El picante arrastra casi tantos mitos como variedades de chile hay en el mundo. Vamos a apagar unos cuantos y, ya que estamos, a dejarte un pequeño manual de seguridad para cuando decidas jugar con fuego.
Mitos que conviene apagar
«El picante provoca úlceras.» Falso. Las úlceras las causa sobre todo la bacteria Helicobacter pylori (y ciertos medicamentos), no el chile. De hecho, varios estudios apuntan a que la capsaicina, en cantidades razonables, puede incluso proteger la mucosa del estómago.
«Cuanto más rojo, más pica.» Falso. El color no predice el picor: un pimiento rojo no pica nada y una guindilla verde puede ser feroz. Lo que manda es la variedad, no el tono.
«El agua calma el ardor.» Falso, y además contraproducente: como la capsaicina no se disuelve en agua, beberla solo la reparte por la boca. Tira de lácteos, grasa, algo de pan o un chorro de lima.

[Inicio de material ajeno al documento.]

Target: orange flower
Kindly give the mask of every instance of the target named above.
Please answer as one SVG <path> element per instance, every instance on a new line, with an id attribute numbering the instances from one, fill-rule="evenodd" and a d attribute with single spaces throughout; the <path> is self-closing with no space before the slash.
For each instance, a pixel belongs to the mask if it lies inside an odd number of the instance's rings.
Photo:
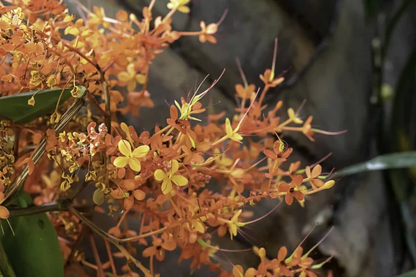
<path id="1" fill-rule="evenodd" d="M 303 182 L 303 177 L 302 175 L 295 175 L 291 176 L 291 178 L 292 181 L 290 184 L 281 183 L 276 186 L 279 193 L 284 194 L 284 199 L 289 206 L 293 203 L 293 197 L 299 202 L 302 202 L 304 199 L 303 193 L 300 191 L 300 185 Z"/>
<path id="2" fill-rule="evenodd" d="M 312 186 L 312 188 L 314 190 L 320 188 L 324 186 L 324 181 L 317 177 L 320 175 L 322 172 L 322 167 L 320 165 L 316 165 L 312 172 L 311 172 L 311 168 L 306 166 L 305 168 L 305 173 L 306 174 L 306 177 L 309 183 L 311 183 L 311 186 Z"/>
<path id="3" fill-rule="evenodd" d="M 207 41 L 215 44 L 216 43 L 216 39 L 212 35 L 215 34 L 218 28 L 218 26 L 215 23 L 207 26 L 205 22 L 201 21 L 200 24 L 201 27 L 201 34 L 199 36 L 200 42 L 204 43 Z"/>

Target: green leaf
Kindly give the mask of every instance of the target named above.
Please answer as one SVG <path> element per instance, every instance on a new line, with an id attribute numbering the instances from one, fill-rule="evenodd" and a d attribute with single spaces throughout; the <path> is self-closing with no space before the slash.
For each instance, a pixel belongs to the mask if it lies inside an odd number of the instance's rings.
<path id="1" fill-rule="evenodd" d="M 411 271 L 407 271 L 404 273 L 403 274 L 398 275 L 396 277 L 415 277 L 416 276 L 416 269 L 412 270 Z"/>
<path id="2" fill-rule="evenodd" d="M 80 87 L 83 95 L 84 87 Z M 60 105 L 71 96 L 72 87 L 64 89 Z M 0 116 L 9 118 L 16 123 L 27 123 L 40 116 L 46 116 L 55 109 L 62 89 L 45 89 L 29 91 L 0 98 Z M 34 97 L 35 104 L 31 106 L 28 101 Z"/>
<path id="3" fill-rule="evenodd" d="M 381 155 L 367 161 L 357 163 L 336 172 L 337 175 L 351 175 L 372 170 L 406 168 L 416 166 L 416 151 Z"/>
<path id="4" fill-rule="evenodd" d="M 31 196 L 20 192 L 15 206 L 31 205 Z M 8 220 L 15 235 L 6 220 L 2 220 L 4 234 L 0 233 L 0 240 L 16 276 L 63 277 L 64 259 L 58 235 L 46 214 L 10 217 Z"/>

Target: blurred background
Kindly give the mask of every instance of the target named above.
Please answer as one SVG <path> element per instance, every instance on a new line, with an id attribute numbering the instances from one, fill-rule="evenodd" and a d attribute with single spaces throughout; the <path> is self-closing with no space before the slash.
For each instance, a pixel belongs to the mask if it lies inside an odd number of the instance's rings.
<path id="1" fill-rule="evenodd" d="M 89 8 L 102 6 L 106 15 L 119 10 L 135 13 L 150 0 L 81 0 Z M 166 15 L 167 0 L 157 0 L 153 16 Z M 72 12 L 76 5 L 68 5 Z M 416 1 L 413 0 L 191 0 L 189 14 L 173 17 L 177 30 L 199 30 L 201 20 L 217 22 L 227 12 L 216 44 L 183 37 L 150 65 L 148 90 L 155 108 L 123 120 L 137 129 L 164 124 L 166 103 L 186 96 L 205 75 L 208 86 L 225 73 L 208 94 L 215 112 L 232 114 L 236 84 L 242 83 L 239 58 L 249 83 L 270 68 L 278 39 L 276 75 L 285 81 L 270 91 L 267 102 L 283 100 L 315 127 L 344 134 L 318 134 L 311 143 L 302 134 L 286 134 L 293 159 L 312 164 L 329 153 L 324 172 L 367 161 L 380 154 L 415 150 L 416 143 Z M 280 206 L 232 243 L 222 248 L 265 247 L 275 257 L 280 247 L 294 249 L 314 226 L 304 246 L 311 247 L 333 230 L 313 251 L 314 259 L 333 256 L 325 270 L 335 276 L 394 276 L 415 267 L 416 170 L 363 172 L 338 178 L 329 190 L 309 197 L 306 207 Z M 254 217 L 276 203 L 252 208 Z M 100 218 L 96 220 L 101 225 Z M 251 225 L 250 225 L 251 226 Z M 105 229 L 105 228 L 104 228 Z M 236 244 L 237 245 L 236 245 Z M 105 247 L 101 248 L 105 255 Z M 190 261 L 177 266 L 180 253 L 170 253 L 155 265 L 162 276 L 216 276 L 207 268 L 189 272 Z M 225 266 L 254 265 L 252 252 L 217 255 Z M 92 258 L 92 260 L 93 258 Z M 147 260 L 142 261 L 145 265 Z M 324 274 L 321 274 L 325 276 Z"/>

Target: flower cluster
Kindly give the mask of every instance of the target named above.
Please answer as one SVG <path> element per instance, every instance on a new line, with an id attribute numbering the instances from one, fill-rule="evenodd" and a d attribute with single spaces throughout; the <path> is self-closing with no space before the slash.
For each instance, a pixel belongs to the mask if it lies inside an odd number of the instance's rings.
<path id="1" fill-rule="evenodd" d="M 136 260 L 145 275 L 155 274 L 153 258 L 162 261 L 166 251 L 179 248 L 179 261 L 193 258 L 191 268 L 206 264 L 222 276 L 315 276 L 313 271 L 318 265 L 302 255 L 301 247 L 288 258 L 282 247 L 272 260 L 261 249 L 259 267 L 245 271 L 236 265 L 227 273 L 212 258 L 220 251 L 210 244 L 214 233 L 228 233 L 232 240 L 240 229 L 254 223 L 242 219 L 247 204 L 284 199 L 288 205 L 296 200 L 304 206 L 309 195 L 335 183 L 319 164 L 302 168 L 299 161 L 287 161 L 294 150 L 279 136 L 282 132 L 303 133 L 311 141 L 315 133 L 327 132 L 313 128 L 311 116 L 304 122 L 291 108 L 280 113 L 281 102 L 273 107 L 263 103 L 268 90 L 284 81 L 275 76 L 275 60 L 260 75 L 261 91 L 242 73 L 243 84 L 236 86 L 239 105 L 232 117 L 211 114 L 205 123 L 194 117 L 205 111 L 200 101 L 208 89 L 175 101 L 166 125 L 155 127 L 152 134 L 118 122 L 116 111 L 139 116 L 140 107 L 153 107 L 147 91 L 149 65 L 164 47 L 185 35 L 216 42 L 219 23 L 202 21 L 200 31 L 172 30 L 172 16 L 189 12 L 189 0 L 171 0 L 170 12 L 163 18 L 152 16 L 155 1 L 144 8 L 141 20 L 124 11 L 110 19 L 103 8 L 94 7 L 91 12 L 80 3 L 86 15 L 75 20 L 58 0 L 9 0 L 12 5 L 0 8 L 1 96 L 70 88 L 73 96 L 63 105 L 58 102 L 51 115 L 28 124 L 1 121 L 0 204 L 17 190 L 14 186 L 27 168 L 24 189 L 37 195 L 38 205 L 73 199 L 80 190 L 92 186 L 89 204 L 96 211 L 108 207 L 113 217 L 122 211 L 116 226 L 98 233 L 118 240 L 121 252 L 114 256 L 121 254 L 130 261 L 139 256 L 133 245 L 146 246 L 142 256 L 150 259 L 150 268 L 141 267 Z M 83 93 L 87 105 L 62 127 L 64 113 Z M 36 107 L 36 100 L 35 93 L 27 104 Z M 212 189 L 213 181 L 219 191 Z M 65 226 L 59 235 L 71 238 L 62 240 L 67 242 L 61 245 L 65 256 L 83 260 L 80 254 L 67 253 L 72 253 L 71 242 L 79 235 L 74 226 L 81 219 L 87 222 L 76 203 L 69 211 L 50 215 L 57 229 Z M 8 217 L 7 207 L 0 206 L 0 218 Z M 130 228 L 128 217 L 139 220 L 139 229 Z M 112 256 L 110 260 L 104 269 L 114 265 Z M 123 269 L 134 274 L 128 267 Z"/>

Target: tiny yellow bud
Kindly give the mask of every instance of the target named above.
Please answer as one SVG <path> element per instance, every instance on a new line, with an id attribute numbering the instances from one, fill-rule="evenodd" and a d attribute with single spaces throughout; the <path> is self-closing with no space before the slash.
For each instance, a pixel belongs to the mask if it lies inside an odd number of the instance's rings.
<path id="1" fill-rule="evenodd" d="M 327 182 L 326 182 L 325 184 L 324 184 L 324 188 L 327 190 L 329 188 L 332 188 L 334 184 L 335 184 L 335 181 L 329 180 Z"/>
<path id="2" fill-rule="evenodd" d="M 81 89 L 78 86 L 75 86 L 71 90 L 71 94 L 73 97 L 78 97 L 81 93 Z"/>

«El picante adelgaza.» Ojalá. Sube un poco la termogénesis y el metabolismo, pero el efecto es tan pequeño que no cuenta como dieta. No hay atajos, lo sentimos.
Precauciones para valientes
Si vas a manejar chiles muy picantes, un par de avisos que te ahorrarán lágrimas:
- Usa guantes. La capsaicina se queda pegada a la piel durante horas (las célebres «manos de chile») y arde de verdad si luego te tocas los ojos o cualquier zona sensible.
- Si te quema la piel, nada de agua: lava con leche o aceite, que sí arrastran la capsaicina.
- Los retos de superpicantes no son un juego. Un Carolina Reaper o similar puede provocar vómitos, dolor intenso y malestar serio.
Cuándo es mejor dar un paso atrás
El chile no provoca esas dolencias, pero sí puede agravarlas si ya las padeces (entre otras cosas, tiene cierto efecto laxante). Conviene moderarlo, o consultarlo antes con tu médico, si tienes:
- Úlcera gastroduodenal o gastritis
- Enfermedad inflamatoria intestinal (colitis ulcerosa, Crohn)
- Síndrome del colon irritable
- Celiaquía
- Hemorroides o fisuras anales
- Problemas hepáticos
Un susto documentado. En 2018, un hombre acabó en urgencias con una cefalea «en trueno» (un dolor de cabeza brutal y repentino) tras comerse un Carolina Reaper en un concurso. Se recuperó, pero quedó como recordatorio: con los extremos, moderación.
Disfrutar del picante es maravilloso; hacerlo con cabeza, todavía más. Pica fuerte, pero pica con sentido.